Spanish life is not always likeable but it is compellingly loveable.
- Christopher Howse: A Pilgrim in Spain.
Life in Spain:
- This is a de facto federal state, with many powers delegated to the regional governments. For example over certain taxes and healthcare. The result is very different regimes between even adjacent regions like Galicia and Asturias. So, a lottery. Or a 'post-code lottery' as it's called in the UK, where it's anathema. One result is that it can be difficult - even impossible - to find out what will happen in certain cirumstances. So, for example, no one can tell me definitively what laws will apply to the passing of assets during my lifetime to my daughters, one of whom lives in Manchester and the other in Madrid. Worse, there is conflicting advice about taxation - nil or a mere 30% - on cash transfers to my Madrid-based daughter done via a 'public document' in front of a notary. All very frustrating. I wonder if this happens in a real federal state such as the USA or, nearer to home, Germany.

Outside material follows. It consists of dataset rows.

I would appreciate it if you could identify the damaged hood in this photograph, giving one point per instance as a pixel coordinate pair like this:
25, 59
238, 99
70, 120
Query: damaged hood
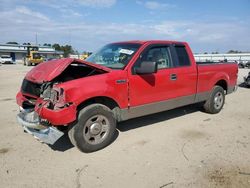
47, 71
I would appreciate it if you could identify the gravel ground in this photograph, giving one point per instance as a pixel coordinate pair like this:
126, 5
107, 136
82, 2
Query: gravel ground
179, 148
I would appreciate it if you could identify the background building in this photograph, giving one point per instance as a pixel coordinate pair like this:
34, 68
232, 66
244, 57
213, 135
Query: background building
18, 52
239, 57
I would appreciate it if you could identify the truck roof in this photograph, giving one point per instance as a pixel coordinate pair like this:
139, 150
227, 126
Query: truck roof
148, 41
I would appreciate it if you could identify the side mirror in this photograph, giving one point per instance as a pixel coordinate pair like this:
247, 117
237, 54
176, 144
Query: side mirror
147, 67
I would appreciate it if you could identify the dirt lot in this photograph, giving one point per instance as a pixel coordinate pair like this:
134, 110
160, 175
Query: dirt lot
178, 148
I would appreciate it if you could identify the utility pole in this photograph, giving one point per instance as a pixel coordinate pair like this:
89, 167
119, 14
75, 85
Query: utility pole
36, 38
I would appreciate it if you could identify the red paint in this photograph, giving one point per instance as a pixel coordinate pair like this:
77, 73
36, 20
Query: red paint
137, 90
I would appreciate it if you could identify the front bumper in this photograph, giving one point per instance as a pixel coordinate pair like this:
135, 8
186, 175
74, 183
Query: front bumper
31, 123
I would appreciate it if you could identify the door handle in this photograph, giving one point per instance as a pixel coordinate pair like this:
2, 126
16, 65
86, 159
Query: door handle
173, 77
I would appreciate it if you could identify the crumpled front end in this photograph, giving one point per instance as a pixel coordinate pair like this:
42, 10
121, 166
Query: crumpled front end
43, 101
32, 124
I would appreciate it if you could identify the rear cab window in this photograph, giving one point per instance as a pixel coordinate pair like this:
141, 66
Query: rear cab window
181, 58
156, 53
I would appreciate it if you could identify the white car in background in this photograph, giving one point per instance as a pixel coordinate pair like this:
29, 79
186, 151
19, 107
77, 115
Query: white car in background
5, 59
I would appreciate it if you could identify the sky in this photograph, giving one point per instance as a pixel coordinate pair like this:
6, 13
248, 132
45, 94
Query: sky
208, 26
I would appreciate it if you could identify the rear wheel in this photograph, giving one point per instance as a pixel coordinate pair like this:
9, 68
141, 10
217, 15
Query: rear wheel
94, 129
216, 100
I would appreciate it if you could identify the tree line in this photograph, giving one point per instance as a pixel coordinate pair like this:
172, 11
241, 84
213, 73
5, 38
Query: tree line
66, 49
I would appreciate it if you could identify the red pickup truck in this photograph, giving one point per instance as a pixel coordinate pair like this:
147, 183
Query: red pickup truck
121, 81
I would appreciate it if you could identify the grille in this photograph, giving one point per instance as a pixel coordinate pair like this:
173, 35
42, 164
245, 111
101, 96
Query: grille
31, 88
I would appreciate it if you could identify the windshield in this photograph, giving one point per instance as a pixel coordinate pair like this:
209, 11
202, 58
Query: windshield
114, 56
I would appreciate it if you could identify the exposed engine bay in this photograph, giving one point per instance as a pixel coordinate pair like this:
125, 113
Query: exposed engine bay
46, 90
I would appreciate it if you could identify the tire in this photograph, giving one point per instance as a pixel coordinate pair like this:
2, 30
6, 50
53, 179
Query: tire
216, 100
94, 130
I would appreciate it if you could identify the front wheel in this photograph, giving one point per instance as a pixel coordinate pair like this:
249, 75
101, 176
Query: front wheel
94, 129
216, 100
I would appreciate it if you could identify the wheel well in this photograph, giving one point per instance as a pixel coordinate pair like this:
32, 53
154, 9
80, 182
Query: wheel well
223, 84
110, 103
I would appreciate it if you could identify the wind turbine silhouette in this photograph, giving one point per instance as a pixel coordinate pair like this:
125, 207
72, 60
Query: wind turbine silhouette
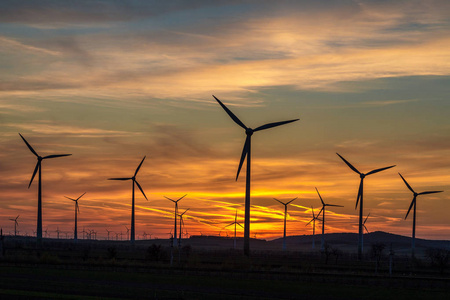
235, 223
413, 203
77, 210
285, 214
246, 152
360, 196
313, 220
15, 224
36, 169
174, 240
134, 181
322, 210
364, 223
181, 225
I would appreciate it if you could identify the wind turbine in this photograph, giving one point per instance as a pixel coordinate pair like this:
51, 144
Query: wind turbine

- The same situation applies to the renting out of property on sites such as Airbnb. A recent article in El País spoke of an utter mess in which 17 different regions had introduced their own versions of statutes designed to protect the hotel industry, with Barcelona's being perhaps the most onerous. A pig's breakfast. Naturally, everyone is ignoring the rules, if they think there's any chance of getting away with it.
- Is it any wonder foreigners are unhappy with 'institutions' here? Yesterday I got the usual run-around cancelling a credit card – time-wasting on a premium number; data-giving to one person before being passed to another; repetition of data requests; attempts to continue the spiel despite my protests; loss of temper; and, finally, phone-slamming by me, a la reader María. With my UK bank (First Direct), it would have taken a fraction of the time. And cost.
- Still on the 'unfair competition' kick, the government has said it won't allow this from Gibraltar after Brexit. Ironically, the folk most worried about this are the many thousands of Spaniards who live near The Rock and are employed there. The First Battalion of Innocent Bystanders. 'Unfair competion' is, in practice, whatever threatens the income of those already operating in a field. What they can do about these vested interests depends on how close their relationship is with the governing state, region, province or municipality. Only, of course, with delegated powers can the last 3 enter the fray, on behalf of, say, the hoteliers. Customers are not the superordinate element in the resulting decisions. Nor the long term future of an industry or the wider economy. Think Galician airports again . . .
- On the national political scene, things are boiling up nicely as regards the Catalan bid for independence. See here, on this.
- But, as it says here, there are undeniable signs that summer is on the way. When a lot of things will simply stop.
The EU is good at making stern rules and then failing to punish transgressors, especially if they're one of the larger members. So it'll be interesting to see whether anything follows from the warnings to Spain about her persistently high public spending and subsequent deficits. Not much, I expect
Everyone with a garden in Galicia knows just how much our semi-tropical combination of warmth and plentiful rain contributes to the growth in plants, grass and - of course - weeds. But this year seems to be exceptional. My biggest problem is dealing with the suckers which shoot from the bougainvillea which covers the back of my house - or backside, as our American cousins amusingly say. These grow at the rate of a banana plant in Indonesia. Something which I have witnessed and even measured, at minimally 30cm a week. I will resist showing a series of fotos of the sucker right outside my bedroom window.
Finally . . . Reading Bertrand Russell on Aristotle, I had this sentence jump out: Aristotle concludes that there is no wickedness too great for a tyrant. There is, however, he says, another method of preserving a tyranny, namely by moderation and by seeming religious. Given Trump's playing to the US religious extremists, it wasn't hard to think of a current example. Russell, writing in 1941, says of this thought of Aristotle that It is a melancholy reflection that this passage is, of his whole book, the one most appropriate to the present day. This is not to say, of course, that Trump is the equivalent of Hitler or Stalin. But he certainly seems to have tyrannical tendencies. Hence his clash with the famous checks and balances of the US constitution. A battle which will surely run and run and which he will eventually lose, in some way or other.
Which reminds me . . . By analogy with The Little Green Book of the Sayings of Ayatolah Khomeini, there must be money to be made out of The Big Book of Trump Lies. I heard yesterday that he'd boasted that his Trump plane is bigger than the president's Air Force One. It isn't. But the latter might not have gold fittings. On the Trump theme, here's an hilarious video of Last Week Tonight's latest airing.
Given the Manchester bombing, today is not a day for cartoons.